Instaurer un climat propice à la violence

Les jihadistes "essaient de transformer le climat qu'il y a en France en un climat propice à la violence", a expliqué Gilles Kepel. "Quand on regarde aujourd'hui les sites ou les télés en ligne des jihadistes français qui sont dans la région d'Idlib par exemple, ils ont suivi très attentivement les manifestations [des "gilets jaunes"] qui présentent "une image de la France comme un pays en faillite", poursuit l'universitaire. 

Selon lui, les images des manifestations sociales en France sont reprises par les jihadistes qui les "manipulent à leur sauce". "D'une certaine manière, ça les console, de la chute du califat et de Raqqa en octobre 2017, qu'ils perçoivent, sans le dire, comme ayant été un échec politique et militaire terrible. Tout d'un coup, d'une certaine manière, dans leur vision des choses, ces mouvements en France leur apparaissent comme un signe divin qui doit les encourager", analyse l'universitaire.

L'échec de la déradicalisation

Pour l'universitaire, la stratégie de déradicalisation mise en place en France depuis quelques années est un échec, car elle suppose "une islamisation de la radicalité plutôt qu'une radicalisation de l'islam"

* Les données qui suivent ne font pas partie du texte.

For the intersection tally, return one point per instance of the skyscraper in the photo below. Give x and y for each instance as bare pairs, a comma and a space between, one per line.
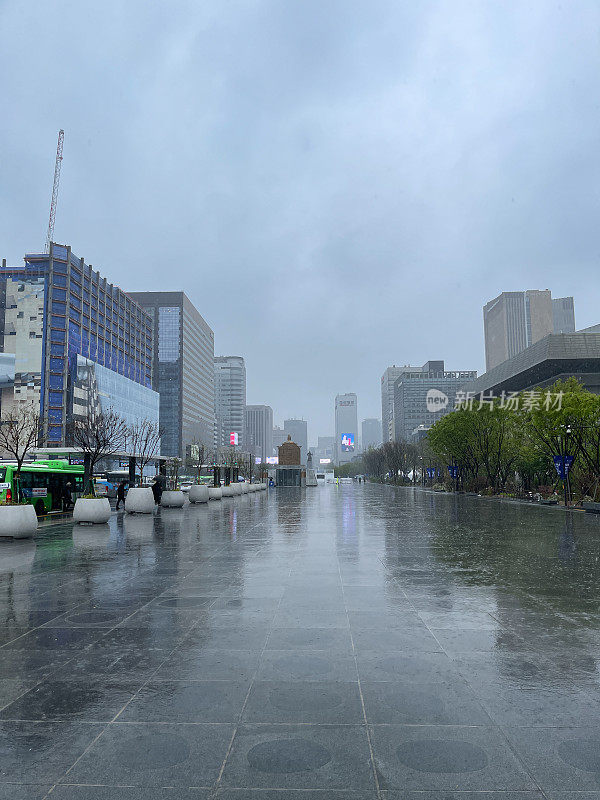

Pour Gilles Kepel, c'est "sur l'idéologie qui s'est emparée de ces individus" qu'il faut travailler", mais "l'administration n'en a pas les moyens", déplore-t-il.

Traiter les "revenenants" des théâtres de combat 

Selon l'universitaire, il faut adapter le traitement des "revenants" à leur profil. Pour les enfants "une famille qui peut recomposer les choses", comme des grands-parents représente la meilleure solution. Concernant les femmes, "la politique a changé" affirme Gilles Kepel. Rarement emprisonnées à leur retour des théâtres de combat il y a encore quelques mois, elle le sont de plus en plus car elles étaient "très impliquées" sur place. Enfin pour les combattants, "ils doivent être judiciarisé, sinon ça ne peut pas fonctionner", estime enfin l'expert. 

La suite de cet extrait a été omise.